A. L’obligation pour le fonctionnaire de solliciter le bénéfice du régime dérogatoire
La Cour admet une partie de l’argumentation de l’administration en jugeant qu’« il incombe au fonctionnaire de demander le benefice de L ‘ article 78 , alinea 2 , du statut ». En l’absence d’une telle demande, l’administration n’est pas tenue, lors de la procédure initiale de mise à la retraite, d’enquêter d’office sur les causes de l’invalidité. Cette solution est pragmatique : elle évite d’imposer à l’administration une charge d’investigation systématique et potentiellement complexe dans chaque dossier d’invalidité.
Ainsi, la décision initiale de l’institution de calculer la pension du requérant sur la base du régime de droit commun, prévu à l’article 78, alinéa 3, n’était pas, en soi, fautive. Le silence initial du fonctionnaire sur l’origine professionnelle de sa maladie a légitimement permis à l’administration de s’en tenir aux conclusions premières de la commission d’invalidité, qui constataient l’incapacité sans en qualifier la cause. Le droit à un régime dérogatoire plus favorable est donc subordonné à une démarche active de la part de son bénéficiaire potentiel.
B. L’obligation corrélative pour l’administration d’instruire la demande tardive
Toutefois, la Cour opère un revirement dans son analyse dès l’instant où le fonctionnaire formalise sa demande. La réclamation introduite par ce dernier, qui visait expressément à obtenir le bénéfice de la pension majorée, modifiait la situation juridique et créait une nouvelle obligation pour l’administration. En rejetant cette réclamation sans procéder à un examen au fond, l’institution a commis une illégalité. En effet, la demande du fonctionnaire, même postérieure à la décision de mise à la retraite, imposait au Conseil de saisir à nouveau la commission d’invalidité pour qu’elle se prononce sur l’origine de l’affection.
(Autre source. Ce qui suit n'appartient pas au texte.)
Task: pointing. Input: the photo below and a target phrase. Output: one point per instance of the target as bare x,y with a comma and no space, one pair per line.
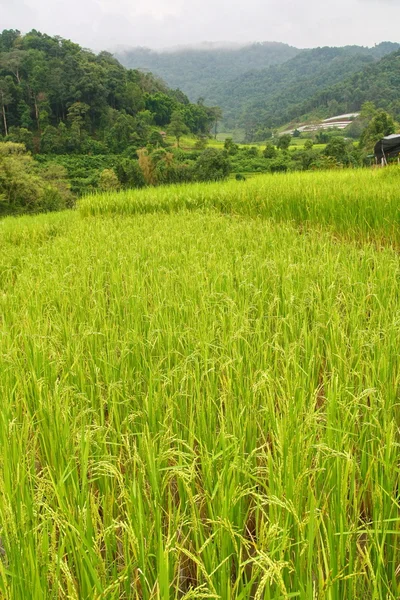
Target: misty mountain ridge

L’arrêt souligne que cette obligation était « D ‘ autant plus de rigueur en L ‘ espece qu ‘ il ressort des observations du conseil lui-meme que la commission D ‘ invalidite N ‘ avait pas , jusqu ‘ ici , considere la cause de L ‘ invalidite ». En refusant d’instruire la réclamation, l’administration a privé le fonctionnaire de son droit à voir sa situation examinée au regard de toutes les dispositions pertinentes du statut. La Cour annule donc la décision de rejet, non pas parce que le droit du requérant à une pension majorée serait établi, mais parce que son droit à une instruction complète de sa demande a été violé. La solution garantit ainsi un juste équilibre entre la responsabilité du fonctionnaire et le devoir de diligence de l’administration.